Oil futures pared losses following steep declines earlier in the session, with NYMEX October West Texas Intermediate futures settling down $1.16 at $53.94 barrel (bbl) one-week low, while ICE November Brent futures ended down $0.40 at a $58.26 bbl two-week low settlement on the spot continuous chart. NYMEX October ULSD futures ended the session 3.4 cents lower at a $1.8033 gallon one-week low settlement. The October RBOB contract tumbled 5.92 cents to $1.4705 gallon, a nearly seven-month low on the spot continuous chart.
The U.S. dollar, which reached a 28-month high at 99.33 earlier in the session, weakened to a session low at 98.865 in reaction to the steep drop in the U.S. manufacturing index, with the weaker currency easing some pressure off WTI futures. Nonetheless, WTI futures lost 2% at settlement after the latest reading on U.S. manufacturing was below the market's most bearish expectations.
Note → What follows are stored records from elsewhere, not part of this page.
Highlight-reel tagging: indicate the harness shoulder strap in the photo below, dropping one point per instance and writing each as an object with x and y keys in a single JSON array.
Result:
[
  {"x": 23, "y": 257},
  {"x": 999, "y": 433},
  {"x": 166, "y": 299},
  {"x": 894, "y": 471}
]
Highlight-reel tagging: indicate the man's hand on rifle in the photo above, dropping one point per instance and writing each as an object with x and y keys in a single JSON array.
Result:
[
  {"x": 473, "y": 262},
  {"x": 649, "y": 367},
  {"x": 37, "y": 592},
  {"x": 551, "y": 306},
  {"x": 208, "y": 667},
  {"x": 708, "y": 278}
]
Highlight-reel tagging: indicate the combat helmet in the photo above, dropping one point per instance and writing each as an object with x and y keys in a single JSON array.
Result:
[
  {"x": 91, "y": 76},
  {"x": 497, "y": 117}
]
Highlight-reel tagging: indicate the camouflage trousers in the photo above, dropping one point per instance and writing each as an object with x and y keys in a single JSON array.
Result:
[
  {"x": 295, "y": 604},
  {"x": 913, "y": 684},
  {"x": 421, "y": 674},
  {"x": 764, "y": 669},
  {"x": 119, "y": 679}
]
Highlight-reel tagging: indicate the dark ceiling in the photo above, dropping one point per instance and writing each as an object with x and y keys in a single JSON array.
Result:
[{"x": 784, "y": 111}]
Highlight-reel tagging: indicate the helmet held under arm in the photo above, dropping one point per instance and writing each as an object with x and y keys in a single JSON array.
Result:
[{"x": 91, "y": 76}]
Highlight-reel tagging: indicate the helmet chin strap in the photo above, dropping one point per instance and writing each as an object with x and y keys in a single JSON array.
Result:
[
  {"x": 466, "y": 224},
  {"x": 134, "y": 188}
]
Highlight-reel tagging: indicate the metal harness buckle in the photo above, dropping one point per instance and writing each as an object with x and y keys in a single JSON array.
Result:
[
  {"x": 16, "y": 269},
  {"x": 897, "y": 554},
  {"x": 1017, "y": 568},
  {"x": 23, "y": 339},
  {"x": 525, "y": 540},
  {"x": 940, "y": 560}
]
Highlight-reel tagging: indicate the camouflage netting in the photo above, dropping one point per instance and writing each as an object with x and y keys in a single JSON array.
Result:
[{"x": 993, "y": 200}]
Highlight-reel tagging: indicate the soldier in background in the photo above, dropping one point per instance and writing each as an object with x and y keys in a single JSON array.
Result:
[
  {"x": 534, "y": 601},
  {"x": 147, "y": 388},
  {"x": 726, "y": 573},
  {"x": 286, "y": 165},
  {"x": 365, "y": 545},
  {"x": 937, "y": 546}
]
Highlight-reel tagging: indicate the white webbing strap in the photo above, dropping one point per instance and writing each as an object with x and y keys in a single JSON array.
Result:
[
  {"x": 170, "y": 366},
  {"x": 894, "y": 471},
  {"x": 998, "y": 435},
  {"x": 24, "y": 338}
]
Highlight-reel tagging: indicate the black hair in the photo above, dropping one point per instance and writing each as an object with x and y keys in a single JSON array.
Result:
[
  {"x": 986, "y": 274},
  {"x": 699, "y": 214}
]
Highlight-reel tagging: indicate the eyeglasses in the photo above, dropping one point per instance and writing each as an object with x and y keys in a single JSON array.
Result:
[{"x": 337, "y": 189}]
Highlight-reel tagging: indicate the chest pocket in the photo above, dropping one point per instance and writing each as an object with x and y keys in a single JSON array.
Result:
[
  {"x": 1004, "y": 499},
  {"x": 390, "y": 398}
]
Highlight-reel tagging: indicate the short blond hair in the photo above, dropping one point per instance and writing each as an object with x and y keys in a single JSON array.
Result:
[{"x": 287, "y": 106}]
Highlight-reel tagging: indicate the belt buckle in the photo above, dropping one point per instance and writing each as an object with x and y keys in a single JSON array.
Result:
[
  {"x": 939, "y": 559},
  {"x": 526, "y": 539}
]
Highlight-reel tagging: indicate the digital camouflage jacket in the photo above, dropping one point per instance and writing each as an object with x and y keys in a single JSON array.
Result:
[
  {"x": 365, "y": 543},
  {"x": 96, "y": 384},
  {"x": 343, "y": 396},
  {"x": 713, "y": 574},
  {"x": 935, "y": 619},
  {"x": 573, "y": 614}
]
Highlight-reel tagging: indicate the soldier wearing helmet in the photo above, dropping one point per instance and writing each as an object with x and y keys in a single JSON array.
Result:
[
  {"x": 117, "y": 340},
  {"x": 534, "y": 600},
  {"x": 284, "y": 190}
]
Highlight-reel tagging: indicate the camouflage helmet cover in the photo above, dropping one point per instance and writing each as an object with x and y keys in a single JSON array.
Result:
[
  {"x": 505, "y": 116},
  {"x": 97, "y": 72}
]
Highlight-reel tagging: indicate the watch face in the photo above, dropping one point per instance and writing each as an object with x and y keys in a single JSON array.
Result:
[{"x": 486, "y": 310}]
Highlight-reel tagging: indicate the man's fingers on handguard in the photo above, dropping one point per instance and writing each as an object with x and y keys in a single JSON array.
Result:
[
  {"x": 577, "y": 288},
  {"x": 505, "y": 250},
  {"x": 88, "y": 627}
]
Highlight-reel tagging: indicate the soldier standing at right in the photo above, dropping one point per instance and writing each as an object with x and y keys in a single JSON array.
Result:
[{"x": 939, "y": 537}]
The Institute for Supply Management reported midmorning U.S. manufacturing dropped to 49.1 and into contraction territory for the first time in three years in August, down from a 51.2 reading one month prior.
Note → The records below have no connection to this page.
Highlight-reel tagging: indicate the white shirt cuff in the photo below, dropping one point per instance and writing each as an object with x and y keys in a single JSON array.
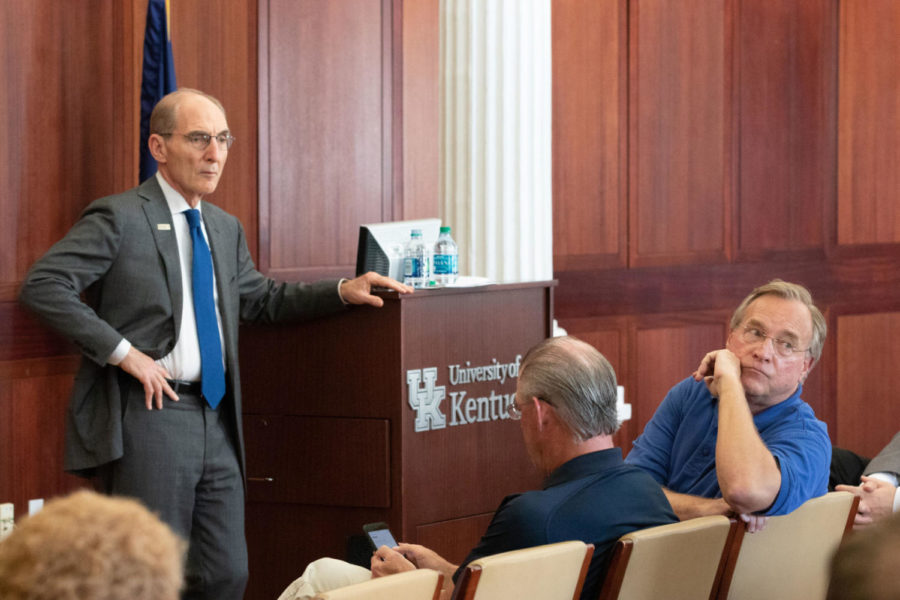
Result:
[{"x": 118, "y": 355}]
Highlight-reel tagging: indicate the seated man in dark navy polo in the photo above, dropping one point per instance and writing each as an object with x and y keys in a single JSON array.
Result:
[{"x": 566, "y": 400}]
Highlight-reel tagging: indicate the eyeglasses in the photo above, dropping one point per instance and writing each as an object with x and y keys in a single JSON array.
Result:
[
  {"x": 515, "y": 413},
  {"x": 200, "y": 139},
  {"x": 784, "y": 348}
]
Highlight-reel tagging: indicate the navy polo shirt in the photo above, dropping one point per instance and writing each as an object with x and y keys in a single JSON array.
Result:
[{"x": 678, "y": 446}]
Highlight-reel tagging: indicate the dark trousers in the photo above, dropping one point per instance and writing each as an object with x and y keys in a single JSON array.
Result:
[
  {"x": 846, "y": 467},
  {"x": 181, "y": 462}
]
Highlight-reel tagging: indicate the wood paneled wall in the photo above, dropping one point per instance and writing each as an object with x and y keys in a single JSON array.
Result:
[{"x": 744, "y": 141}]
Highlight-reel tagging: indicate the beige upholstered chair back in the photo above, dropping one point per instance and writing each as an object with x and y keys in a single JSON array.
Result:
[
  {"x": 550, "y": 572},
  {"x": 791, "y": 557},
  {"x": 421, "y": 584},
  {"x": 676, "y": 561}
]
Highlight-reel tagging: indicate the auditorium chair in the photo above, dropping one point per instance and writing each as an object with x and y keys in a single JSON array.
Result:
[
  {"x": 421, "y": 584},
  {"x": 549, "y": 572},
  {"x": 791, "y": 557},
  {"x": 679, "y": 561}
]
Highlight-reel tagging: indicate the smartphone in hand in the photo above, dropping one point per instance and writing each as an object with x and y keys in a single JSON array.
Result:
[{"x": 379, "y": 535}]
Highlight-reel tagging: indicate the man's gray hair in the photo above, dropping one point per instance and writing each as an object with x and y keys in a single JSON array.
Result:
[
  {"x": 163, "y": 118},
  {"x": 577, "y": 380},
  {"x": 788, "y": 291}
]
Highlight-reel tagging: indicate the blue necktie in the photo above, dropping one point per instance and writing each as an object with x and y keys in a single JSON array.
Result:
[{"x": 213, "y": 373}]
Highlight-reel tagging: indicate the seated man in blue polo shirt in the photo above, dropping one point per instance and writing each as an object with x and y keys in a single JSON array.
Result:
[{"x": 735, "y": 438}]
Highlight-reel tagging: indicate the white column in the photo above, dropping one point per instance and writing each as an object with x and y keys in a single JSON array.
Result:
[{"x": 496, "y": 171}]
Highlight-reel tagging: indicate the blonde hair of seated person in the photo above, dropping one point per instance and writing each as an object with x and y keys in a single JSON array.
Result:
[{"x": 87, "y": 546}]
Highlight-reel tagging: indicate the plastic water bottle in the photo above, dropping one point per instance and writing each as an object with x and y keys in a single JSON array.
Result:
[
  {"x": 416, "y": 271},
  {"x": 446, "y": 258}
]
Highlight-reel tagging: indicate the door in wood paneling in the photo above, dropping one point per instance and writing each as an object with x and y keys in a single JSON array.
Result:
[
  {"x": 215, "y": 47},
  {"x": 869, "y": 123},
  {"x": 785, "y": 56},
  {"x": 589, "y": 133},
  {"x": 679, "y": 131},
  {"x": 665, "y": 355},
  {"x": 868, "y": 413},
  {"x": 325, "y": 131}
]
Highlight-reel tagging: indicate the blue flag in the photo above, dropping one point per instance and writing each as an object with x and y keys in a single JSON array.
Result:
[{"x": 158, "y": 77}]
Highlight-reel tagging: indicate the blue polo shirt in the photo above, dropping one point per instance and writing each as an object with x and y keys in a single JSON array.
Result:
[
  {"x": 595, "y": 498},
  {"x": 678, "y": 446}
]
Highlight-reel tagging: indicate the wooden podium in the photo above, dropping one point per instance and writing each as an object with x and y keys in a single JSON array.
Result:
[{"x": 394, "y": 414}]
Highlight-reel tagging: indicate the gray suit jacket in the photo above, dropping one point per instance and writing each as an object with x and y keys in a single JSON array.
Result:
[
  {"x": 123, "y": 253},
  {"x": 888, "y": 460}
]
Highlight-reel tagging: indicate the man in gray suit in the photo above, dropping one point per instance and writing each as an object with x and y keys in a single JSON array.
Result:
[
  {"x": 139, "y": 417},
  {"x": 877, "y": 491}
]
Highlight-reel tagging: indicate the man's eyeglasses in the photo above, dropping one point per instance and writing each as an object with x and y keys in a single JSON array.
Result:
[
  {"x": 200, "y": 140},
  {"x": 784, "y": 348},
  {"x": 515, "y": 413}
]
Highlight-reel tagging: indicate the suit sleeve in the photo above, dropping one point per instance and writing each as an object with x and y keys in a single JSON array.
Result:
[
  {"x": 888, "y": 460},
  {"x": 54, "y": 284},
  {"x": 265, "y": 300}
]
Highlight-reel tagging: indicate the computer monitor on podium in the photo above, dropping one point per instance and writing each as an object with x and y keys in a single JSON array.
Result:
[{"x": 381, "y": 245}]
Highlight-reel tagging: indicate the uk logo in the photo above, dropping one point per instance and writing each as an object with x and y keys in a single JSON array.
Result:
[{"x": 426, "y": 400}]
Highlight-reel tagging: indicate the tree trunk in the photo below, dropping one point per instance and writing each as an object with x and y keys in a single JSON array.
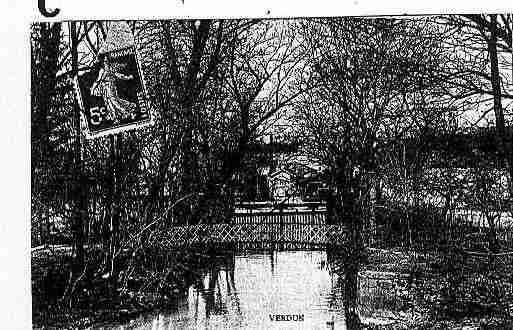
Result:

The latest industrial data from the United States is now correlating with slowdowns elsewhere, with many global manufacturing Purchasing Managers Indexes now in mid-40 readings, with declines accelerating following the latest escalation in U.S.-China trade war.
Early in the session, oil futures came under selling pressure from a new round of tariffs between the United States and China, which came into effect on Sunday (9/1). The United States imposed a 15% tariff on $110 billion worth of Chinese goods and China raised duties on $75 billion of U.S. imports. Representatives from both countries have yet to agree on a date or agenda for additional trade talks, according to the wire services, with Washington and Beijing set to raise tariffs further in December.
Tuesday's lower settlements also follow the reports of an unexpected uptick in crude production from the Organization of Petroleum Exporting Countries, including the group's largest producer Saudi Arabia. Bloomberg reported the cartel pumped 29.9 million barrels per day (bpd) in August, up by 200,000 bpd from a month prior, which also marked the first production increase since November 2018. According to RIA News, Russian energy minister Alexander Novak said this weekend Moscow also exceeded allotted quota last month by 120,000 bpd to reach 11.29 million bpd from 11.15 million bpd in July.
Domestically, the National Hurricane Center downgraded a slow-moving Hurricane Dorian to category two intensity, as it begins to make its way to the U.S. East Coast from Florida and northward to the Carolinas. DTN explains that Dorian's slow to nonexistent movement over the past 48 hours has resulted in cooling of sea temperatures underneath the storm's inner core and will likely lead to a modest and gradual weakening over the next few days. Coastal North Carolina currently has the highest potential to experience hurricane-like conditions with only a minor westward shift required for a direct landfall to occur. Traders now expect disruptions from the storm to be concentrated at the local retail and consumer level. DTN reported gasoline retail prices along with fuel liftings across monitored terminals in Florida and Carolinas started to decline on Tuesday, pointing to elevated confidence level among residents that the storm will remain offshore.